Bewährungsstrafe: Mutti ging mit Sohnemann auf Klautour

Mutti Langfinger: Zvezdana R. (41) gestand, in der Innenstadt geklaut zu haben.
Mutti Langfinger: Zvezdana R. (41) gestand, in der Innenstadt geklaut zu haben.

Von Steffie Suhr

Dresden - Ganz schön dreist: Als Zvezdana R. (41) und Junior Zlatko (22) im April über die Prager Straße flanierten, klauten sie wie die Raben. Dienstag hatte dieser Einkauf ein Nachspiel beim Amtsrichter.
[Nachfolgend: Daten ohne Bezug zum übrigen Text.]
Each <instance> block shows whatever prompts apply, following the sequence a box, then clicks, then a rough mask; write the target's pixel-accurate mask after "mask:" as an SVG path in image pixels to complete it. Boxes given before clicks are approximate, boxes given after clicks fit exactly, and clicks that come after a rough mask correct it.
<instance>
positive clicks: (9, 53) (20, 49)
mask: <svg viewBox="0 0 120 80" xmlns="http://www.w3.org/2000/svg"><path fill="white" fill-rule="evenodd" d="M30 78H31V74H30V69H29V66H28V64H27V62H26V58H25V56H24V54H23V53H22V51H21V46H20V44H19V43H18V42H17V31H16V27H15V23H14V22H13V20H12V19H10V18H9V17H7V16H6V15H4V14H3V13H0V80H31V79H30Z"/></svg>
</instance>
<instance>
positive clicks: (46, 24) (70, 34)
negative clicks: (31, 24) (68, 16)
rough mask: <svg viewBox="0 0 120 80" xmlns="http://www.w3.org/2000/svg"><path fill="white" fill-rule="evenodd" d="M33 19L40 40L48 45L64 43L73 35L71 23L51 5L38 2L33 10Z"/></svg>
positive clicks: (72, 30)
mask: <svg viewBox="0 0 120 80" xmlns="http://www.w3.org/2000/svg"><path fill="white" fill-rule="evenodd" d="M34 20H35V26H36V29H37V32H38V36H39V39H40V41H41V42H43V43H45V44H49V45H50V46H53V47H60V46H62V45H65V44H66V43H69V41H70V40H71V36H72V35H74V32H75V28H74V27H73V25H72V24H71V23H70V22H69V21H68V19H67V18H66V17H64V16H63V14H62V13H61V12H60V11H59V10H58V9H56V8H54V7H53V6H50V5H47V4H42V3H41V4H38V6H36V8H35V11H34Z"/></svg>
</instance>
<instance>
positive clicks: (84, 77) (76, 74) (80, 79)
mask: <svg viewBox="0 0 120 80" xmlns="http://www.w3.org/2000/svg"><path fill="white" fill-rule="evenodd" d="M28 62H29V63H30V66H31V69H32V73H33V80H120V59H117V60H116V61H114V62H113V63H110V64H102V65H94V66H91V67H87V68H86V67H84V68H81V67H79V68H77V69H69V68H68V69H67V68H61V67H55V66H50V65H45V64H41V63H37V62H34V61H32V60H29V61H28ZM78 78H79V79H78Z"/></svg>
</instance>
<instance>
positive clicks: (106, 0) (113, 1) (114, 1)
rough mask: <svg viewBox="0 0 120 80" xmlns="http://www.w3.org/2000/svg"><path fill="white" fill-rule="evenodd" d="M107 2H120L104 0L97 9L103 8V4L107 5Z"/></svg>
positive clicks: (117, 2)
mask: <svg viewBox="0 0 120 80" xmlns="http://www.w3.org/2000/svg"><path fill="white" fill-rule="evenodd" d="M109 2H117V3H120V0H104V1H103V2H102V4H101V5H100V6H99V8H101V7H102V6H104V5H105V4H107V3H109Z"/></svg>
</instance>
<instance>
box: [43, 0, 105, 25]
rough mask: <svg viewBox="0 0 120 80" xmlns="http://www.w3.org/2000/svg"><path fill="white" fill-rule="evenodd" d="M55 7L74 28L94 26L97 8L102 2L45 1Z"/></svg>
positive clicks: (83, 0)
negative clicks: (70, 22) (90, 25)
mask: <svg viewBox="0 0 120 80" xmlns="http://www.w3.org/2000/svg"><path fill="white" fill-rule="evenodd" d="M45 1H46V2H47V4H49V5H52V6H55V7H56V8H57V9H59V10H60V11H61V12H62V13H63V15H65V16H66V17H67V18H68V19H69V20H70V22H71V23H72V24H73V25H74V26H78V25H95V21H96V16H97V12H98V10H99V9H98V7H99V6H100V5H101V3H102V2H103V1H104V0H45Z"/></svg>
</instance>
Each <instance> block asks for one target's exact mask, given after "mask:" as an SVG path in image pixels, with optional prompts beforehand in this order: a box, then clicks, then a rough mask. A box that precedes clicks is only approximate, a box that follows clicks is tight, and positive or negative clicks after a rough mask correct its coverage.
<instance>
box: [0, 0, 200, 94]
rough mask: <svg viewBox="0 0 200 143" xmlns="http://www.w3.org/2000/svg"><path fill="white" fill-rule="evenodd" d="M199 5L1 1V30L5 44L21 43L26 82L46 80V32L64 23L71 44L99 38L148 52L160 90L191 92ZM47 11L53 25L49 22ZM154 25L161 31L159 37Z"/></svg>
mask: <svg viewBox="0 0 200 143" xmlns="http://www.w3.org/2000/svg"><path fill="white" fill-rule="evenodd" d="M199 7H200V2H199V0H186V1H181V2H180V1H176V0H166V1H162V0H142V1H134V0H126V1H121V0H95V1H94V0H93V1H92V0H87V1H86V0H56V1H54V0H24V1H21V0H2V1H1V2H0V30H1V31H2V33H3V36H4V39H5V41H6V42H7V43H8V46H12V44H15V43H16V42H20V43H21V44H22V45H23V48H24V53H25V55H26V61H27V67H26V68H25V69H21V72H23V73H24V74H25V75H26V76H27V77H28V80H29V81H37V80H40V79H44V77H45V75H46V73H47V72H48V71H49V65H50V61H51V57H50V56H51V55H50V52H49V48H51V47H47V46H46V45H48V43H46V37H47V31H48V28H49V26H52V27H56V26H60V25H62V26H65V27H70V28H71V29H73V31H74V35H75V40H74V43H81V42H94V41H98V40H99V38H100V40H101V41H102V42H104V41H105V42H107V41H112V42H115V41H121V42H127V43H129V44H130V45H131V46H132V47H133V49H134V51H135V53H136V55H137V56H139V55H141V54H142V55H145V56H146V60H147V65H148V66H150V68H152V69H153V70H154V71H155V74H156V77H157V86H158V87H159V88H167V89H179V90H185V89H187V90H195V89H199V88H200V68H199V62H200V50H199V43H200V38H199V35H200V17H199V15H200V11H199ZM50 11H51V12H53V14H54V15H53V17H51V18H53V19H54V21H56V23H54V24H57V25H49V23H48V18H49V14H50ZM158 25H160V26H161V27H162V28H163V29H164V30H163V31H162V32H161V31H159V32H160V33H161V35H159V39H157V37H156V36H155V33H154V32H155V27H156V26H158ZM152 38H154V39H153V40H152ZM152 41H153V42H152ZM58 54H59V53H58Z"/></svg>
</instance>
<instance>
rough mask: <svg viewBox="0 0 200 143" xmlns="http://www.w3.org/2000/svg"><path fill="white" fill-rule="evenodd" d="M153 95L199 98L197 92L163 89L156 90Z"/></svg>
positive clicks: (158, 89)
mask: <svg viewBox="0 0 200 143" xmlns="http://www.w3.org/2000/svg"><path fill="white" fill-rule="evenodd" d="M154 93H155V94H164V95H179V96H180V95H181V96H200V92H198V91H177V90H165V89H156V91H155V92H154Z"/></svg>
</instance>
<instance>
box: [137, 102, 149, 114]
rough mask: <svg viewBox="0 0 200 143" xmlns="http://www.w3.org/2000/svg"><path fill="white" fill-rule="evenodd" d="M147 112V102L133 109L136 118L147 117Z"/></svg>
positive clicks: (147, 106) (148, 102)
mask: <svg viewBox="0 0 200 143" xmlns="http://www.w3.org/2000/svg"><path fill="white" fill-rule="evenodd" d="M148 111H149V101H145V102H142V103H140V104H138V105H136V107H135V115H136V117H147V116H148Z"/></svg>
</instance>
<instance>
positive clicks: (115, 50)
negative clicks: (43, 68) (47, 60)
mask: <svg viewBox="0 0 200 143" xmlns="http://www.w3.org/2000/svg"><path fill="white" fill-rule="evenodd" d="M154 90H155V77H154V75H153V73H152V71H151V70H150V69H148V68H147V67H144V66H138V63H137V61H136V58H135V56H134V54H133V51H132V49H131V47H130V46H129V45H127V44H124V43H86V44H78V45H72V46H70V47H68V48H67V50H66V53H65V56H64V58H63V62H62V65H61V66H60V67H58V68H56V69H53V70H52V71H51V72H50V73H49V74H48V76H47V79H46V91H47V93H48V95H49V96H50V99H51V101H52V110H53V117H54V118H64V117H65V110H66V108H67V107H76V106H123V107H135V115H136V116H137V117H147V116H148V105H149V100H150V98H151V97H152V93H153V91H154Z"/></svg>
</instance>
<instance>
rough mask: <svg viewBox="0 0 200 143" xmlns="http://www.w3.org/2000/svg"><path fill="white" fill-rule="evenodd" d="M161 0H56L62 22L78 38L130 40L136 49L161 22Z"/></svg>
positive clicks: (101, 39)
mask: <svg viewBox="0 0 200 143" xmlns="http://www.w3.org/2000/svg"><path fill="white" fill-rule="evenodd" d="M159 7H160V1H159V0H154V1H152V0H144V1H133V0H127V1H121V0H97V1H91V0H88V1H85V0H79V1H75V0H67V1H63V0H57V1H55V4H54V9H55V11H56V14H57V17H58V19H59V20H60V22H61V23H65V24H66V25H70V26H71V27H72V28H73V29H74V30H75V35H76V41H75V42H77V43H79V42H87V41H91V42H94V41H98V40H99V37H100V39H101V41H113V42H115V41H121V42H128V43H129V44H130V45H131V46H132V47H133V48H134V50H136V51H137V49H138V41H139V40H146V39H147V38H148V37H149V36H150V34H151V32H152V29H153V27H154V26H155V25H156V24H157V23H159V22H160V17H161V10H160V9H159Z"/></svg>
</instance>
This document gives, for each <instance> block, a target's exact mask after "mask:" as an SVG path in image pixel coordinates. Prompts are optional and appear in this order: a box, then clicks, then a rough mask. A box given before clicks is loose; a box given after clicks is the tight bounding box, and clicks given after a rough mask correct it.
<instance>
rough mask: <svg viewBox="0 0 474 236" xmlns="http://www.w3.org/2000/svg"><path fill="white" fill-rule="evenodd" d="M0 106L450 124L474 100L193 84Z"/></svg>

Innerhalb von Minuten griff die dreifache Mutter aus Serbien zu: Aus den Auslagen zweier Schuhgeschäfte und eines Haushaltsladens verschwanden sieben Paar Flipflops, 18 Messer-Sets und sechs weitere Paar Damenschuhe in Zvezdanas Tasche. Ihr Sohn begleitete sie.

Die alarmierte Polizei stellte das Duo sofort.

„Ich wollte die Sachen meiner Familie schenken“, erklärte die Asylbewerberin. Der Richter konterte:

Ihre präparierte Tasche: Mit Pappe und Alufolie war sie gegen Alarmanlagen im Kassenbereich resistent.
Ihre präparierte Tasche: Mit Pappe und Alufolie war sie gegen Alarmanlagen im Kassenbereich resistent.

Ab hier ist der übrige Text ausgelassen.